Both toddlers were successfully reunited with their families.
Two lost toddlers weren’t passengers on their route, but these bus drivers took it upon themselves to make sure they get home safely.
Cressida Neal, a bus driver in Milwaukee, was working an early morning shift earlier this month when she saw a young boy walking on his own.
Neal got out of her seat and opened the door.
“Where are you coming from?” Neal could be heard asking in bus surveillance footage. “Oh my goodness, give me a hug, it’s OK.”
The boy had accidentally let himself out of his grandmother’s house and got lost, according to the Milwaukee County Transit System.
Neal called the police, and they were able to successfully bring the boy home.
That same morning, her colleague Cecilia Nation-Gardner saw a different toddler wandering around lost.
The girl was alone, wearing pajamas and carrying her blanket when Nation-Gardner encountered her.
She told Nation-Gardner that she was trying to find her mom, who lives in another state, and the kind bus driver was able to help the girl get back to her relatives, who were searching for her.
But this wasn’t the first time Nation-Gardner made headlines for her heroism.
In May, Nation-Gardner was hailed a hero for saving a young boy who wandered into traffic on his own.
She had been driving when she saw the toddler run into the middle of the street, and even though she honked her horn to alert other drivers, no one seemed to notice.
That’s when she jumped out of the bus and helped him to safety herself.

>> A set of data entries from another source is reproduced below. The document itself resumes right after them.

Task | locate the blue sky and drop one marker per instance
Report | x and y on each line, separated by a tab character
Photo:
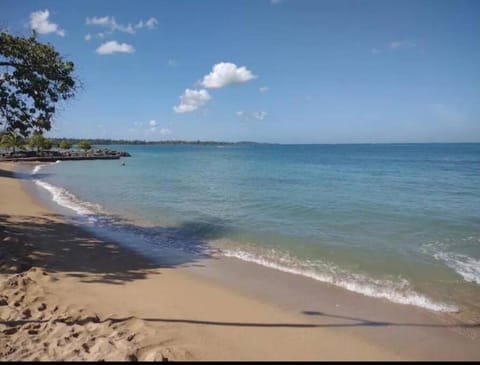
288	71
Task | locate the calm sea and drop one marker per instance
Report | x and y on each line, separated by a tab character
395	221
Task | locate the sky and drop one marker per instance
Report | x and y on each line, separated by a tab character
280	71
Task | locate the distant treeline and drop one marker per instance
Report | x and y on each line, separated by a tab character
99	141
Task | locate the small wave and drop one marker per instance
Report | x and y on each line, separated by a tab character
66	199
467	267
464	265
397	292
37	168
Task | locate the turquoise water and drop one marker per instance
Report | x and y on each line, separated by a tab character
399	221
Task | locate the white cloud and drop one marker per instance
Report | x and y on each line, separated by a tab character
247	116
105	21
151	23
111	47
165	131
192	100
401	44
110	23
39	23
225	73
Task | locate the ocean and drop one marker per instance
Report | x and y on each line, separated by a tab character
394	221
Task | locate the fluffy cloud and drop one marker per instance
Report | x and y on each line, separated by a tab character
225	73
247	116
401	44
192	100
150	23
110	23
165	131
39	23
115	47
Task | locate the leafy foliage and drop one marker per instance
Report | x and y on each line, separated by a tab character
38	141
12	140
35	79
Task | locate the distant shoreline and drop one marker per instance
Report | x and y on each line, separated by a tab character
101	141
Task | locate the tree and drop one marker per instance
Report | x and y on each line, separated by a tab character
64	145
34	80
12	140
37	140
84	145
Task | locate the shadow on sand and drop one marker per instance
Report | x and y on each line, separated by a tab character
58	246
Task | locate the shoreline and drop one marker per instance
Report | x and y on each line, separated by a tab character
240	313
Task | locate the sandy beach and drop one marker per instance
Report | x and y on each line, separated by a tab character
68	295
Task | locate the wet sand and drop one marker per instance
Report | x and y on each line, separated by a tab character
70	295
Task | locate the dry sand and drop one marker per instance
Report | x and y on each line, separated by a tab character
67	295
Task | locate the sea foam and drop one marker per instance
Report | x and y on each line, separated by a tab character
397	292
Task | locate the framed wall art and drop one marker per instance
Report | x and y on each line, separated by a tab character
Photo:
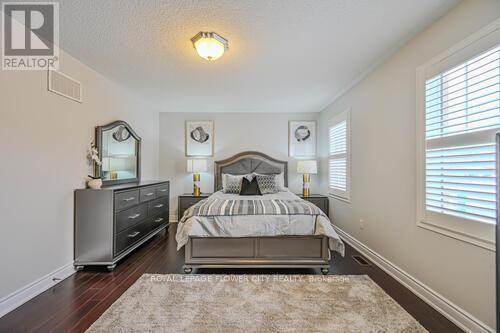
302	138
199	138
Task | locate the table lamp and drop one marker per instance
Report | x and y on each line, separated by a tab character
307	168
196	167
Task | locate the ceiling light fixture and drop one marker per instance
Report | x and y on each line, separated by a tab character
209	45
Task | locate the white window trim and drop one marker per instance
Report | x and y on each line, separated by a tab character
473	232
340	195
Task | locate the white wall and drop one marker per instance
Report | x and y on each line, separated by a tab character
43	140
234	133
383	191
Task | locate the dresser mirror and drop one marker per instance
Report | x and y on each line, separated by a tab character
120	152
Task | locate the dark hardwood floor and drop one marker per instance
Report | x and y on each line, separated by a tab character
75	303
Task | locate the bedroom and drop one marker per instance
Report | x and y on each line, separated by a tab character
287	64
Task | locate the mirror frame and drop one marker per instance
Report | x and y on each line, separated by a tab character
98	140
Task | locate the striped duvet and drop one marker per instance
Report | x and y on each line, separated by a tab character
228	207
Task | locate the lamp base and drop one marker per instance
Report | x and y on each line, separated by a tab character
306	190
196	185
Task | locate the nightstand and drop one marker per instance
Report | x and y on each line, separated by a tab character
319	200
186	200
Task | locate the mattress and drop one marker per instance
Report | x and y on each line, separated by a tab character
258	225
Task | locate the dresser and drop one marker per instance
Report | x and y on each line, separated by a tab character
187	200
113	221
319	200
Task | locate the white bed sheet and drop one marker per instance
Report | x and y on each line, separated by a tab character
258	225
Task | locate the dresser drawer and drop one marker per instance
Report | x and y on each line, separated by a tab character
158	206
130	236
131	216
126	199
147	194
158	220
162	190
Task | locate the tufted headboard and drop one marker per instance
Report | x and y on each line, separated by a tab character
248	162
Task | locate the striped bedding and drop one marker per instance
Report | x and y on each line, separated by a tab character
233	215
227	207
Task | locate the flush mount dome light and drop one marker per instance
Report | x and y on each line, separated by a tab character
209	45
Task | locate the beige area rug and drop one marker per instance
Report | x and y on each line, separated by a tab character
255	303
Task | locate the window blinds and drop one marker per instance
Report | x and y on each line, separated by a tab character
461	105
338	156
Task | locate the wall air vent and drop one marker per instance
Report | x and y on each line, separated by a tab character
64	85
360	260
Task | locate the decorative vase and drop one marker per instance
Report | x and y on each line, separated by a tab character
94	183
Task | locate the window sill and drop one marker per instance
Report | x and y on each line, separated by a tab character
464	237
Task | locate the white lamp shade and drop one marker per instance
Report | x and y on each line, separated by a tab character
197	166
310	167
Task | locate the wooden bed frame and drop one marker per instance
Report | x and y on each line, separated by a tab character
255	252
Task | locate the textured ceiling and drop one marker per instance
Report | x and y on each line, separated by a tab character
284	56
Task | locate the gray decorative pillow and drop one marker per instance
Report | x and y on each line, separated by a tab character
267	184
232	184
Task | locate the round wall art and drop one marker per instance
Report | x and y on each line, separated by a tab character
199	138
302	138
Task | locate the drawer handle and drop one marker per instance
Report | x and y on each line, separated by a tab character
134	234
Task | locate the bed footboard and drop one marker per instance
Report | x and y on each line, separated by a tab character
258	252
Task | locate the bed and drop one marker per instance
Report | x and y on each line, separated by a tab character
291	239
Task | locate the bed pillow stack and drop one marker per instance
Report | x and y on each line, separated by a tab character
231	183
253	183
250	187
267	184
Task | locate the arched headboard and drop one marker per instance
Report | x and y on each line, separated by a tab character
248	162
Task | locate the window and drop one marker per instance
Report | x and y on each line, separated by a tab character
339	156
460	116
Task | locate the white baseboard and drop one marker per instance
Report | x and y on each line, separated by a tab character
454	313
21	296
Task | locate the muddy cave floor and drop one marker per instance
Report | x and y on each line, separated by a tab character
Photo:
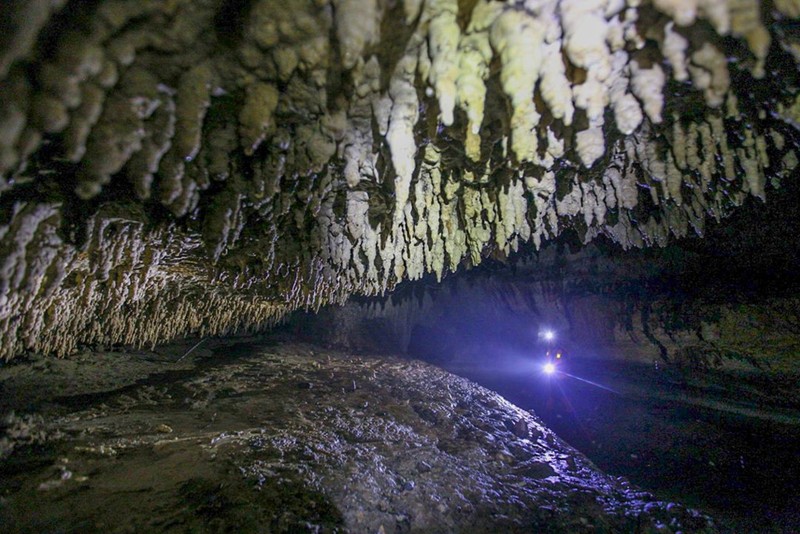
268	435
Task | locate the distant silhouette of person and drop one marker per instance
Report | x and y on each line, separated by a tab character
556	363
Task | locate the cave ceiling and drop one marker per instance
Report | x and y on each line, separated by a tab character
206	166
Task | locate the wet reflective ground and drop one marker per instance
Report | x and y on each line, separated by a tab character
729	452
283	437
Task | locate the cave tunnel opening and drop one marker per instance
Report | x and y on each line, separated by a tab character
417	266
670	366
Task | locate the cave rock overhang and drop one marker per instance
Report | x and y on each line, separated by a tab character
200	167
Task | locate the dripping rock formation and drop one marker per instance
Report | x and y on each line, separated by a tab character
204	167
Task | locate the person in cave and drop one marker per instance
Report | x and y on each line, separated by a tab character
555	369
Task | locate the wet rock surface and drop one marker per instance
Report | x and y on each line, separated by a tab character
262	436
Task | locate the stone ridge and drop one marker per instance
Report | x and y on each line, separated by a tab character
295	438
206	166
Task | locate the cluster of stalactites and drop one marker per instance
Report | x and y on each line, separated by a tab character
312	151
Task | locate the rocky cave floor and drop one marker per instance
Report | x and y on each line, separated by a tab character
726	443
258	435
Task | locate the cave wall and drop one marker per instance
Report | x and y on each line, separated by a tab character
204	167
658	308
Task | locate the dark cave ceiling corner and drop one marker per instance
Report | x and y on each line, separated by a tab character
207	166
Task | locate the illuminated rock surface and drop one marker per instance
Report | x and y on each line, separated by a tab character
260	437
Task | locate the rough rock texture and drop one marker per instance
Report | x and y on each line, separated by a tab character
281	438
181	166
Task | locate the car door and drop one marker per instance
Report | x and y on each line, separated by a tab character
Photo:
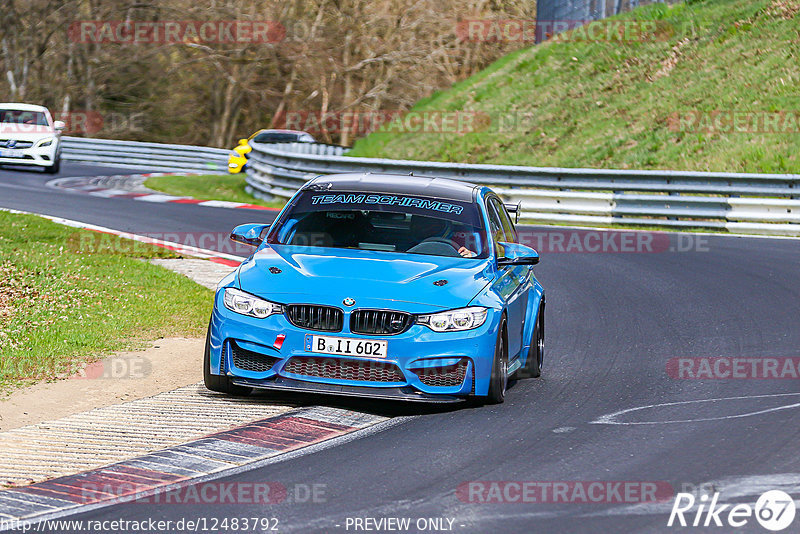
512	280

"I ended up leaving my layover two minutes later than normal," she told the Milwaukee County Transit System at the time. "That’s why I say I was in the right place at the right time. It was meant for me to be there. God does everything for a reason."
The 6-year-old boy has a disability and had wandered away from school, she later discovered.
She called the police immediately after, and was able to reunite the boy and his family.